Remember some time back I asked for help with selecting an image that summed up 'Woolly Wormhead' for an advertising opportunity?

Well, the advert was finished and sent. And then I figured I'd reuse the template with different images to change things up a bit - now that I have it, there's a fair few places I could use it. And seeing as I'm rather chuffed with it, I thought I'd show off some of the results. It was very hard to choose *one* image that did all the talking, but with your help I've been able to group images, based either on style or composition or mood & lighting etc. Once I've finished all the photoshoots and editing I'll have even more to images to choose from - definitely feel as if I'm onto something here!

It was suggested that I cluster the 4 thumbnails in this way, and the rest of the graphics is pretty typical of my style I think, especially the sideways text/logo. As usual, all of the layout was done in Libre (Open) Office, and with PNGs with transparencies being supported, I was keen to try a few different things with the images. Lo/Oo is so much more than a word processing software; it's not as flexible as a full DTP software but it has a surprising amount packed away under the task bar and I haven't yet failed to do something that I wanted to do.








In terms of software:

I use Gimp to edit my images, and if you fancy playing around with rounded corners and transparencies then this tutorial is a good place to start.

LibreOffice forked from OpenOffice a few years back, and has slightly more functionality with images and vectors (.svg etc) than Open Office. It's now also the suite of preference that comes bundled with the Ubuntu distros and while it hasn't yet got quite the support that Oo has in terms of forums and posts, it's getting there. And everything you can do in Oo can be done in Lo.

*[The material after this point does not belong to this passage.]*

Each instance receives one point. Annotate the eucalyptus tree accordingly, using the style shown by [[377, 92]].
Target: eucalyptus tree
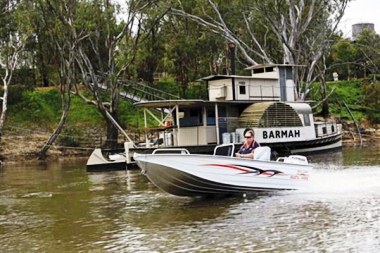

I'm a great supporter of open source and community managed software. I've no problem with buying software and do donate when I can. But I do have a problem with the way that a lot of the corporates and big name softwares operate, especially in terms of accessibility and customer service, and I'm not prepared to buy into that. All of these open source softwares can be downloaded and used on your computer, regardless of your OS and format. Similarly, the file formats are compatible with each other and don't require you to buy into one particular family.

BTW - I have seen folks refer to these open source softwares as freeware but they're not - there's a difference, primarily because most freeware is closed source.